Finalmente Osimo, dunque. L’esposizione sarà dedicata alla madre di Vittorio Sgarbi, Rina Cavallini, che è scomparsa lo scorso novembre e che un grande ruolo ha avuto nella costruzione dell’intera collezione, battendo quasi tutte le aste alle quali il figlio teneva. Nel catalogo della mostra messicana, la madre firmava un testo di struggente tenerezza, ringraziando il figlio «che con queste opere non ha mai smesso di riempirmi la testa di bellezza».
Parte di quella bellezza sarà adesso a disposizione di tutti almeno per sei mesi, nella sede di Palazzo Campana, con un’attenzione speciale ad alcuni artisti attivi nelle Marche, come Cola dell’Amatrice, Battista Franco, Andrea Lilio, Pier Leone Ghezzi, Sebastiano Ceccarini, Giovan Battista Nini, Francesco Podesti, oltre naturalmente al Lorenzo Lotto del titolo e al Sassoferrato.

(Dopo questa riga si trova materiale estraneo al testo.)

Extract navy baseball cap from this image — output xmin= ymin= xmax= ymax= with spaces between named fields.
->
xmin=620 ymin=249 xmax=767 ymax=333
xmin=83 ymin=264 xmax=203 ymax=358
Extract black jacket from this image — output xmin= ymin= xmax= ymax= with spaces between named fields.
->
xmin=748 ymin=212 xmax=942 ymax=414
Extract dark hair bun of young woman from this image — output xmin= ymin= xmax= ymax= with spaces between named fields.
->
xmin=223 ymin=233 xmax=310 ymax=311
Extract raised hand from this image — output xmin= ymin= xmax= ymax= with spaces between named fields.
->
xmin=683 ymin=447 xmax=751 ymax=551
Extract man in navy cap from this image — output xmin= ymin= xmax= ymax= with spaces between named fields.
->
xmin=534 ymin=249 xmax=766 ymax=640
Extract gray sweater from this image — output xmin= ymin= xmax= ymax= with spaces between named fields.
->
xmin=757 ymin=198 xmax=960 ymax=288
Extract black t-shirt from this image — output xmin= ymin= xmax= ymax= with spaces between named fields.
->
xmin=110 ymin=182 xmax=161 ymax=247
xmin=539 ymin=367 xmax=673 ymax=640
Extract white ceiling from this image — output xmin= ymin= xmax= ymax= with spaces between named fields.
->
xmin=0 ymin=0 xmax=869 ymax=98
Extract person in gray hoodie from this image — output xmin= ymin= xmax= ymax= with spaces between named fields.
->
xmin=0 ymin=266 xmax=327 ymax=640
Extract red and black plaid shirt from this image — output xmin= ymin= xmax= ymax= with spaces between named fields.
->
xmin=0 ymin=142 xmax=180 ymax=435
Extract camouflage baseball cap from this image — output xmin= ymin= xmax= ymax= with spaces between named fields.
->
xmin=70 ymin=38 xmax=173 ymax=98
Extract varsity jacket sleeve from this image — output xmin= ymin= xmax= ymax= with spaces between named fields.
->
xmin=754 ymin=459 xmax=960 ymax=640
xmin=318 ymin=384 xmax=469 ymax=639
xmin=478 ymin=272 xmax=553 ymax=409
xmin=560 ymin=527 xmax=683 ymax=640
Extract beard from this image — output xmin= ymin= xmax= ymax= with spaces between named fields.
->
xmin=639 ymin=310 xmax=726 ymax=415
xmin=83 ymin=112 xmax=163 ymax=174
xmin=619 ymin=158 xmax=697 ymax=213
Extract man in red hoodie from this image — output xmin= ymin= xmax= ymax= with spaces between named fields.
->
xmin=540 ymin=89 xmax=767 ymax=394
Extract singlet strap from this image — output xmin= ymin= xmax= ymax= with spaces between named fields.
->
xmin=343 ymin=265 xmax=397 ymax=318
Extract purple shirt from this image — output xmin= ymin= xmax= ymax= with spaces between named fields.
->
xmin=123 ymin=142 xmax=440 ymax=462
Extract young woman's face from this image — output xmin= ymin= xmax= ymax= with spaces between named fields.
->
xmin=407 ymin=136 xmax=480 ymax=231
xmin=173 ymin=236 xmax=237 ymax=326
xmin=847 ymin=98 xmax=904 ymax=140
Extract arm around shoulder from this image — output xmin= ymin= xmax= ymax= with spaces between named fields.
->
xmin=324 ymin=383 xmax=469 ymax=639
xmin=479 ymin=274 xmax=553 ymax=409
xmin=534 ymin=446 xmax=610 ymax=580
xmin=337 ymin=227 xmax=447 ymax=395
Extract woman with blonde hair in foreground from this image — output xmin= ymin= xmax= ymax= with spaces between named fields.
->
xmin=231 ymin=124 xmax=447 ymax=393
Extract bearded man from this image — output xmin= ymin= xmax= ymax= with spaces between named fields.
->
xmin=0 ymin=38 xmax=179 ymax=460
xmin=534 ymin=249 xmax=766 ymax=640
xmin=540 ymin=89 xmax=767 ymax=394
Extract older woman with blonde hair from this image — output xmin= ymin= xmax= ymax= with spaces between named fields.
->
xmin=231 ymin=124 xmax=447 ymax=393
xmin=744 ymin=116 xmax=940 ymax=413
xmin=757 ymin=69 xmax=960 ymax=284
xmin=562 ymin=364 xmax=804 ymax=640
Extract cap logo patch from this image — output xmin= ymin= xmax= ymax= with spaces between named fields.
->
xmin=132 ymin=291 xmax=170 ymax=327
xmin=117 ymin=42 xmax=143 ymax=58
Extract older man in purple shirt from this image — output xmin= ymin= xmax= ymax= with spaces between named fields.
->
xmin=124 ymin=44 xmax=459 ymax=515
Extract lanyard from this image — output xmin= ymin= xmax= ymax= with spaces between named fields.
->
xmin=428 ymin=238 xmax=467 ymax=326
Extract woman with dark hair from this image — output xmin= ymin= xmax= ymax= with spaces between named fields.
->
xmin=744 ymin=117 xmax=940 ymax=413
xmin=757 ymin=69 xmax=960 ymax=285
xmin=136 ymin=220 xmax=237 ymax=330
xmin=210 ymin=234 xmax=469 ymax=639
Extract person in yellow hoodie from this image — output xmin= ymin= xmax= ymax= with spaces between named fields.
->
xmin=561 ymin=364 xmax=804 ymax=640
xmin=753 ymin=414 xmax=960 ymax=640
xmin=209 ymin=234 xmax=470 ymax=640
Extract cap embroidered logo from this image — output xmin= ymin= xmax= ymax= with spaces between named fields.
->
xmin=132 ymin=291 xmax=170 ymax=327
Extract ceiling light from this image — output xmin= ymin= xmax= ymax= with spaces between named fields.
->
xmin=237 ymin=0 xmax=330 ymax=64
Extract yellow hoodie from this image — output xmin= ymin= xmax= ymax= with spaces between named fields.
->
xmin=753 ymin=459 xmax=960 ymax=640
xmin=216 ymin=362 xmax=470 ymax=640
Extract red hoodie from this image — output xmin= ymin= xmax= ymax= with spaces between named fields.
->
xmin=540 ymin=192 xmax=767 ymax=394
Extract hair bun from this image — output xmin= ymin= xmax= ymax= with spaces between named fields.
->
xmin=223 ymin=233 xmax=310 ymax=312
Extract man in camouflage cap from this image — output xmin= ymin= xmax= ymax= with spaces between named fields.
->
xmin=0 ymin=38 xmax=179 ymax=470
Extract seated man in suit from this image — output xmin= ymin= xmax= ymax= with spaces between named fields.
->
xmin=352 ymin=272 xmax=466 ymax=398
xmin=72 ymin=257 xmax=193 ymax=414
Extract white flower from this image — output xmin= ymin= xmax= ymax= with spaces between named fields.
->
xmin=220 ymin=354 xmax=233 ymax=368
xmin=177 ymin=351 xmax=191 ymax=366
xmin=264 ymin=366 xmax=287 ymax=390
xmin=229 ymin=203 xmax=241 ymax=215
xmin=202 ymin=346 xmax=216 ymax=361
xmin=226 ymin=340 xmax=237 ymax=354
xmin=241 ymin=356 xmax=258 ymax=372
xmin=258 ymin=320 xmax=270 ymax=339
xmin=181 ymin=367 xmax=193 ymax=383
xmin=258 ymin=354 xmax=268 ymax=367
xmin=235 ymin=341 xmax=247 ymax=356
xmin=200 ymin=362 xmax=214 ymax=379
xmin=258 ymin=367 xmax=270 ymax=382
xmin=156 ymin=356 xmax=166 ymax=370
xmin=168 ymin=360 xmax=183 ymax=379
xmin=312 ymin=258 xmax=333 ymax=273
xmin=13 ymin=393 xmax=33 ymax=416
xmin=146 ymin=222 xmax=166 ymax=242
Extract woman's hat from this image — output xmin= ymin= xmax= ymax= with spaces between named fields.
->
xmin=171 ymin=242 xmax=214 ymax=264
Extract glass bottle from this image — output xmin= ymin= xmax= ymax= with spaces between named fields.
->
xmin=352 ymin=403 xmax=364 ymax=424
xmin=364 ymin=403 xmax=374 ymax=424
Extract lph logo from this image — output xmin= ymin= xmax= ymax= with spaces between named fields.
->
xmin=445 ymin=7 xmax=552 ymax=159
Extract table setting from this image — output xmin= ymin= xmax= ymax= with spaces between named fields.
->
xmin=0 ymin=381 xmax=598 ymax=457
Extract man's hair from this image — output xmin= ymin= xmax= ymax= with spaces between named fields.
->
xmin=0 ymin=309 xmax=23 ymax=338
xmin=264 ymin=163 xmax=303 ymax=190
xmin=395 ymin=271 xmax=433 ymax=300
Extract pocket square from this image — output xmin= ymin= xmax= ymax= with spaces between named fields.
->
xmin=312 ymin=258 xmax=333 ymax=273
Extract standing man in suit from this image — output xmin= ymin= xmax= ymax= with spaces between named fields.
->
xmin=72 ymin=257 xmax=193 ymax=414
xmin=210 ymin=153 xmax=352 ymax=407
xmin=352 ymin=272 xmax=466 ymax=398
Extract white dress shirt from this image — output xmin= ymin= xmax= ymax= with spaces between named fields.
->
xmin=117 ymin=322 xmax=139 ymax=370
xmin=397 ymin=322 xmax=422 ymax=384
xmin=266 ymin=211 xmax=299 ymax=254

Per gli italiani sarà l’occasione di scoprire giganti poco noti. La speranza del critico è però che alla parte più rilevante della raccolta («almeno 600 opere») sia data presto una degna collocazione: «pubblica, permanente e gratuita».
Qualcuno si è proposto. «Sono arrivate candidature da Firenze, Venezia, Padova, Matera. Valuteremo» anticipa Sgarbi. «La mia vocazione pionieristica mi fa confidare soprattutto in Matera: la città, che nel 2019 sarà capitale europea della cultura, sarà anche, come credo, il simbolico punto di ripartenza per il Sud. La mia collezione, in quel luogo, sarebbe la più importante di tutto il meridione, dopo il museo di Capodimonte a Napoli».
Ma perché tiene così tanto a una collocazione pubblica? «Perché in queste opere è riflessa l’essenza della mia autobiografia critica e del mio pensiero. E le cose dello spirito, come sono le opere d’arte, non ci appartengono, soprattutto quando risarciscono, come fanno quelle della collezione, che sono numerose e documentate, una storia lacerata».
Questa mostra ne sarà l’attesa premessa? «Di più. Sarà una sorta di bilancio culturale. Sarà un po’ come vedere dall’aldilà una parte di ciò che resterà di me e del mio lavoro di critico e di storico dell’arte».